Richard L. Kramer, founder and chairman of the publicly traded real estate investment trust, and Steven A. Grigg, its president and vice chairman, are in discussions with the board about their positions, according to a recent filing with the Securities and Exchange Commission. The board is also considering "a negotiated termination of [Grigg's] employment."
The filing notes that Republic Properties Corp., a private company wholly owned by Kramer and Grigg, hired Raymond Liberti, a West Palm Beach city commissioner, as a paid consultant during a period when Liberti voted favorably on Republic Property Trust's project to build a new city hall, library, photography center and museum in the center of West Palm Beach. Kramer and Grigg own about 11 percent of the trust.
Liberti, who resigned from his job in May, was sentenced last month to 18 months at a federal prison on charges of mail fraud and witness tampering on a separate matter having nothing to do with Republic Property Trust.
The audit committee of the trust's board of trustees investigated the matter and "uncovered no wrongdoing or impropriety on the part of Republic Property Trust," according to the filing. Mark R. Keller, chief executive of the real estate investment trust, did not return phone calls seeking a comment.
Kramer and Grigg denied any wrongdoing. "The charges and attempt to purge myself and Mr. Kramer have been wrongful and have not been in the interest of the shareholders or the company," Grigg said yesterday. "We are not resigning from the board nor from our positions as chairman and vice chairman."
Kramer said: "We see this as a mechanism for the board and the current management to force us out of the company for whatever agendas they have. They have shamefully wasted the resources of this public company and its shareholders on this escapade that has led nowhere. I have no intention of resigning."
Bill Moss, a West Palm Beach city commissioner, said he was disturbed by Republic's role. "Liberti was being paid by Republic and that had to influence his vote," he said.

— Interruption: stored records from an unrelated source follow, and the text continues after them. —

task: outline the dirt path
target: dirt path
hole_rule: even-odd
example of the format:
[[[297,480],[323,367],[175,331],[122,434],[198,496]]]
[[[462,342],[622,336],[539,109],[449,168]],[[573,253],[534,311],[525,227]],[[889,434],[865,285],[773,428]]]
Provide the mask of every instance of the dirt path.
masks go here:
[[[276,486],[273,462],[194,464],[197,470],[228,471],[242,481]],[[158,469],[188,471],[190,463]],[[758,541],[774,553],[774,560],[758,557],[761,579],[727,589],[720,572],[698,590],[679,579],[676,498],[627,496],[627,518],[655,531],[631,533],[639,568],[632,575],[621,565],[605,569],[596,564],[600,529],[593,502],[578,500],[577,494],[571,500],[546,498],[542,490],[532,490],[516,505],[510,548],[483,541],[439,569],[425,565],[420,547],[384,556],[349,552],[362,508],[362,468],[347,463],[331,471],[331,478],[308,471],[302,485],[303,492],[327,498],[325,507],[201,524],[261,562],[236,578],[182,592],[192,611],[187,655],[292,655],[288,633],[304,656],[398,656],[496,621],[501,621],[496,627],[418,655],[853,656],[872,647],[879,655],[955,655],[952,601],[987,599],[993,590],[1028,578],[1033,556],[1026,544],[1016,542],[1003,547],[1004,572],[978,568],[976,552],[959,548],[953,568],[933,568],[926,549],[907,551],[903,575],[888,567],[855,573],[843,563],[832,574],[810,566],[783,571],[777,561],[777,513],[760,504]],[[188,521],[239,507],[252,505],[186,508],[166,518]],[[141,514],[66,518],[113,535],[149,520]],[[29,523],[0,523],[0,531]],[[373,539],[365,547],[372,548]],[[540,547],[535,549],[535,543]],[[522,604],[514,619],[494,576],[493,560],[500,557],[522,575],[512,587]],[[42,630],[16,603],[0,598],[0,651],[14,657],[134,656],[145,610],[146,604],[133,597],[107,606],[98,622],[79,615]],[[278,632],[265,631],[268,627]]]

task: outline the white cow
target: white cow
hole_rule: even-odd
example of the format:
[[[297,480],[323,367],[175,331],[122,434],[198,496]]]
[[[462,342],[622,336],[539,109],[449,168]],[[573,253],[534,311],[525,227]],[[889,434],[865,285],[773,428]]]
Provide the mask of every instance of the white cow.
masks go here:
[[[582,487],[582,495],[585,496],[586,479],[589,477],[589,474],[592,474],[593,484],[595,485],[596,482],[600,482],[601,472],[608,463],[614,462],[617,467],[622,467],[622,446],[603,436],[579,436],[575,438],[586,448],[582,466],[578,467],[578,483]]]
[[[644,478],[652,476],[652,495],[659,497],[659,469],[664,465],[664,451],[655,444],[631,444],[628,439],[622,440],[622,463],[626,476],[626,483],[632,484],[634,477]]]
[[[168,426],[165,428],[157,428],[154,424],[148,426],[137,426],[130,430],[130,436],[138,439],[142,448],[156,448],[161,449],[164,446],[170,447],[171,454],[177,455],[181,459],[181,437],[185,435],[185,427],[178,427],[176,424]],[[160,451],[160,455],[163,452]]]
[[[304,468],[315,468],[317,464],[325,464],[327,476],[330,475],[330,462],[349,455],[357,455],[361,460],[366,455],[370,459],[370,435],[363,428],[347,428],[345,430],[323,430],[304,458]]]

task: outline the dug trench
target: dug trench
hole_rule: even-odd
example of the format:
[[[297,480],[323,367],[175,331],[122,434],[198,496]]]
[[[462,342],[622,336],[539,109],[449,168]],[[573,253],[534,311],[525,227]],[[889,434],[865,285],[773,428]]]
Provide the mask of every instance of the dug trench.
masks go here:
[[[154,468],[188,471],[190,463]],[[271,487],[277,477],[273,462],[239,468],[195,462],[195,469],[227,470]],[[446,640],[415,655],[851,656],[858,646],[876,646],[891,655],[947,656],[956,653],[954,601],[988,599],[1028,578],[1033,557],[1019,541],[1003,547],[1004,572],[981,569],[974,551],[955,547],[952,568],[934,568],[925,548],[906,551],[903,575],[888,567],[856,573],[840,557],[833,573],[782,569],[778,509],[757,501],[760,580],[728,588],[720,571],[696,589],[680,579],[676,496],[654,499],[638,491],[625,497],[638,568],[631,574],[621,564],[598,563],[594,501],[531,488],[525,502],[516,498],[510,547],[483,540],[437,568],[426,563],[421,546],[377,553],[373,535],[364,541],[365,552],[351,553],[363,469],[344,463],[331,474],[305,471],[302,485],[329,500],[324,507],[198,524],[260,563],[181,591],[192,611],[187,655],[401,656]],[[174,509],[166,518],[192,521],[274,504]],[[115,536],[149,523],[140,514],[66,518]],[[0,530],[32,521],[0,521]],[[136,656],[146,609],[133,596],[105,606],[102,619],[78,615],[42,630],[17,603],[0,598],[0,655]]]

Kramer was a co-owner from 1973 until 1994 of District-based Western Development Corp., which was involved in the development of shopping malls including Potomac Mills in Prince William and Sawgrass Mills in Fort Lauderdale, Fla. Grigg was a senior vice president at Western Development.
In the 1980s, the two founded Republic Properties Corp., best known for developing the $1 billion Portals project in Southwest Washington, the site of a Mandarin Oriental hotel and office buildings whose tenants include the Federal Aviation Administration and the Federal Communications Commission. Republic Property Trust was founded in December 2005. It now owns, develops or manages 4.4 million square feet of office space in the District and Northern Virginia.
Two years ago, Republic Properties Corp. was selected as the developer to build the project in West Palm Beach. The project was turned over to Republic Property Trust when that company was founded. Kramer said Republic Properties Corp. paid Liberti $110,000 over a period of more than a year to work as a consultant.
"The [real estate investment trust] was aware of his involvement," Kramer said. "He was not involved as a city consultant on the project in West Palm Beach in any way, shape or form. His job was to find business opportunities for us . . . to develop land or finding land to buy. There was nothing at all in conflict with his duties and responsibilities on the West Palm Beach board."
The company is no longer developing the project in West Palm Beach after the city pulled out of the deal this fall. There is still tension, however, in West Palm Beach about Republic's role in the project.
City commissioner Kimberly Mitchell said: "Companies doing business in our city are asked to adhere to our standards and ethics. To hire a city commissioner who is voting on your projects violates every one of those. . . . It's very, very disturbing."